= Hermann A. Grunder =

Swiss-American physicist

Hermann August Grunder (born December 4, 1931) is a Swiss-American nuclear and accelerator physicist. Dr. Hermann A. Grunder was the founding director of Thomas Jefferson National Accelerator Facility and a Director Emeritus of Argonne National Laboratory.

== Biography ==
Born 4 December 1931 in Basel, Switzerland, Grunder has been a very vocal advocate for the sciences especially within the U.S. Department of Energy, having worked for multiple labs during his estimated forty years within the National Laboratory system. Grunder obtained his master's degree in engineering from the Kalrsruhe Institute of Technology (Germany) in 1958 and in 1967 earned his doctorate in experimental nuclear physics from the University of Basel. He entered the National Laboratory system in 1959 beginning at the Lawrence Berkeley National Laboratory. From 1968 he was in the accelerator department. In 1979, he became the associate director and head of the departments for accelerators and nuclear fusion. Grunder spent a cumulative 17 years (approximately) with the Lawrence Berkeley National Lab, moving on to the directorship of the up-and-coming Thomas Jefferson National Accelerator Facility from 1985 to 2000. Grunder was the first director of Thomas Jefferson National Accelerator Facility and had a literal hand in its formation and construction. In 2000, he accepted the directorship of the National Lab system's oldest lab: Argonne. It was from this lab that he retired in 2005.

== Honors and awards ==
In 1979, Grunder received the U.S. Senior Scientist Award presented by the Alexander von Humboldt Foundation. In 1980 he became a Fellow of the American Physical Society.

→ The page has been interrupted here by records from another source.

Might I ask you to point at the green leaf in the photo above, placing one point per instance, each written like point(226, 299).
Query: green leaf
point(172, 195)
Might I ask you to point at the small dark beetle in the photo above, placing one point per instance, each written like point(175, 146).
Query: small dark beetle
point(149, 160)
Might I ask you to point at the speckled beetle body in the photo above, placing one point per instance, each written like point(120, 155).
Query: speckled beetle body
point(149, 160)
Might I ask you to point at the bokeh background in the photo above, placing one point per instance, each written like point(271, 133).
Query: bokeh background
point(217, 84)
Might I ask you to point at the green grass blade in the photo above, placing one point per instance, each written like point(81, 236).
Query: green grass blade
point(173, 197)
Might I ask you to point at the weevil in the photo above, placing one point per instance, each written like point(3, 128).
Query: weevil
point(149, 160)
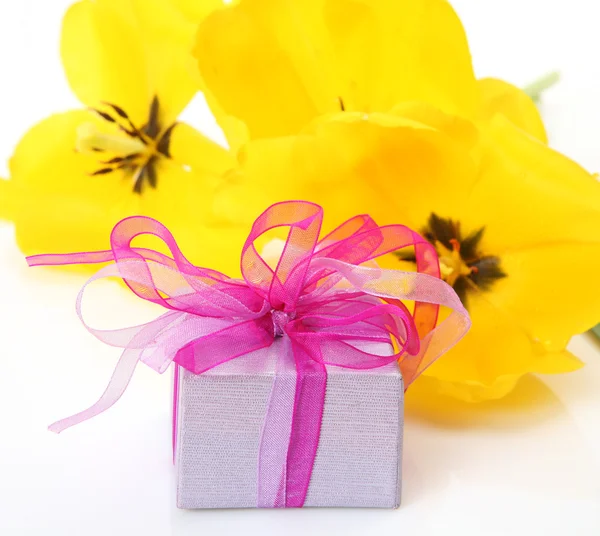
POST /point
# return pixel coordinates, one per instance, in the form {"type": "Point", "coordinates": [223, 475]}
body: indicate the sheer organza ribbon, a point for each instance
{"type": "Point", "coordinates": [324, 298]}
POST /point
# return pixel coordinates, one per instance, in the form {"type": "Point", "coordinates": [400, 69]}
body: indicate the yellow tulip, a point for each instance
{"type": "Point", "coordinates": [75, 174]}
{"type": "Point", "coordinates": [372, 107]}
{"type": "Point", "coordinates": [275, 66]}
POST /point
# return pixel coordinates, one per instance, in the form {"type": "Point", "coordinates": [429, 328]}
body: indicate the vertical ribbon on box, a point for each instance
{"type": "Point", "coordinates": [324, 297]}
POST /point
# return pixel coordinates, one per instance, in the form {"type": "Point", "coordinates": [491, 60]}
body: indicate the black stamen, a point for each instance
{"type": "Point", "coordinates": [119, 159]}
{"type": "Point", "coordinates": [443, 230]}
{"type": "Point", "coordinates": [139, 180]}
{"type": "Point", "coordinates": [104, 115]}
{"type": "Point", "coordinates": [468, 246]}
{"type": "Point", "coordinates": [152, 128]}
{"type": "Point", "coordinates": [151, 173]}
{"type": "Point", "coordinates": [486, 271]}
{"type": "Point", "coordinates": [133, 131]}
{"type": "Point", "coordinates": [117, 109]}
{"type": "Point", "coordinates": [102, 171]}
{"type": "Point", "coordinates": [165, 141]}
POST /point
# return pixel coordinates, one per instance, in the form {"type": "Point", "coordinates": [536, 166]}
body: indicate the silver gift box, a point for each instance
{"type": "Point", "coordinates": [219, 423]}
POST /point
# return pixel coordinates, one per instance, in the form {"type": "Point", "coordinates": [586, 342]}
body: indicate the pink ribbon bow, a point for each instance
{"type": "Point", "coordinates": [321, 297]}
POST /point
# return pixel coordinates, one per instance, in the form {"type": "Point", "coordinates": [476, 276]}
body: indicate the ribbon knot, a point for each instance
{"type": "Point", "coordinates": [280, 320]}
{"type": "Point", "coordinates": [341, 302]}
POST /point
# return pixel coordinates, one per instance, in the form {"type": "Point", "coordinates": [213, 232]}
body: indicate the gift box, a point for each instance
{"type": "Point", "coordinates": [219, 421]}
{"type": "Point", "coordinates": [289, 382]}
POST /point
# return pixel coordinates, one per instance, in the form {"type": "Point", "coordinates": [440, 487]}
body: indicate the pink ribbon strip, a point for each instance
{"type": "Point", "coordinates": [324, 297]}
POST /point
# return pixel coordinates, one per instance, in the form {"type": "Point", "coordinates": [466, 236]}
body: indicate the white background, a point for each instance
{"type": "Point", "coordinates": [528, 465]}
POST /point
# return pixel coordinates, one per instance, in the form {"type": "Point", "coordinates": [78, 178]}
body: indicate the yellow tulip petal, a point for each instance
{"type": "Point", "coordinates": [352, 164]}
{"type": "Point", "coordinates": [499, 97]}
{"type": "Point", "coordinates": [54, 202]}
{"type": "Point", "coordinates": [126, 52]}
{"type": "Point", "coordinates": [401, 50]}
{"type": "Point", "coordinates": [5, 193]}
{"type": "Point", "coordinates": [191, 148]}
{"type": "Point", "coordinates": [197, 10]}
{"type": "Point", "coordinates": [276, 65]}
{"type": "Point", "coordinates": [557, 363]}
{"type": "Point", "coordinates": [489, 359]}
{"type": "Point", "coordinates": [553, 291]}
{"type": "Point", "coordinates": [183, 202]}
{"type": "Point", "coordinates": [528, 195]}
{"type": "Point", "coordinates": [249, 69]}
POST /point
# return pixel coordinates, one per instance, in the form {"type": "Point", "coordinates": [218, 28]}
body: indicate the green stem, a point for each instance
{"type": "Point", "coordinates": [536, 88]}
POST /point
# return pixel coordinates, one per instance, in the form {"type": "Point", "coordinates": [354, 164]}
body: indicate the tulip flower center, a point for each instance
{"type": "Point", "coordinates": [133, 151]}
{"type": "Point", "coordinates": [462, 264]}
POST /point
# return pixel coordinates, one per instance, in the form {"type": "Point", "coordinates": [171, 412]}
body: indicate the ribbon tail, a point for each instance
{"type": "Point", "coordinates": [114, 390]}
{"type": "Point", "coordinates": [309, 402]}
{"type": "Point", "coordinates": [277, 428]}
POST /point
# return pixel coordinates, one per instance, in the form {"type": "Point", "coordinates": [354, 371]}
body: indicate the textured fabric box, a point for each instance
{"type": "Point", "coordinates": [219, 424]}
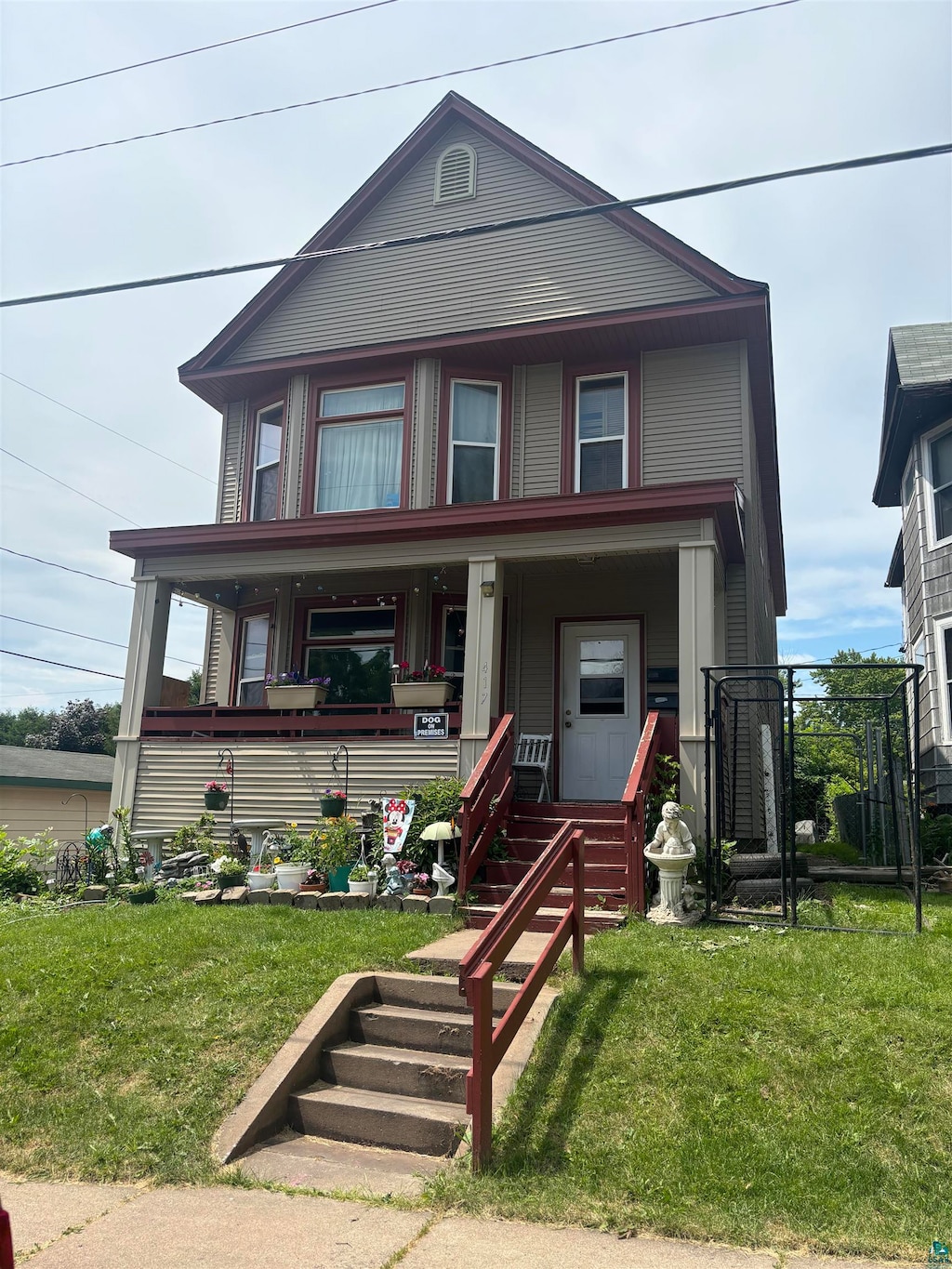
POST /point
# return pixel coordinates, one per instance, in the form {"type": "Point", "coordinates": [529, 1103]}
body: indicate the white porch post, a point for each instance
{"type": "Point", "coordinates": [143, 681]}
{"type": "Point", "coordinates": [695, 647]}
{"type": "Point", "coordinates": [482, 664]}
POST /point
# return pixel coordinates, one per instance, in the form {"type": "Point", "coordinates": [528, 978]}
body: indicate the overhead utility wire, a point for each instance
{"type": "Point", "coordinates": [59, 629]}
{"type": "Point", "coordinates": [188, 52]}
{"type": "Point", "coordinates": [62, 665]}
{"type": "Point", "coordinates": [487, 228]}
{"type": "Point", "coordinates": [107, 428]}
{"type": "Point", "coordinates": [389, 87]}
{"type": "Point", "coordinates": [77, 491]}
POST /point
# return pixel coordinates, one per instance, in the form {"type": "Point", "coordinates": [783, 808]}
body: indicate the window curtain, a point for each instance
{"type": "Point", "coordinates": [360, 466]}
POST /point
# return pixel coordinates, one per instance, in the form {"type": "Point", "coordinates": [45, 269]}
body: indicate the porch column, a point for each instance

In February 1996, received the Distinguished Associate Award presented by the U.S. Department of Energy.

In 2018, Grunder was awarded the IEEE NPSS Particle Accelerator Science and Technology (PAST) Award for his outstanding contributions to the development of particle accelerator science and technology.

He received honorary doctor degrees from eight universities, including Goethe University Frankfurt.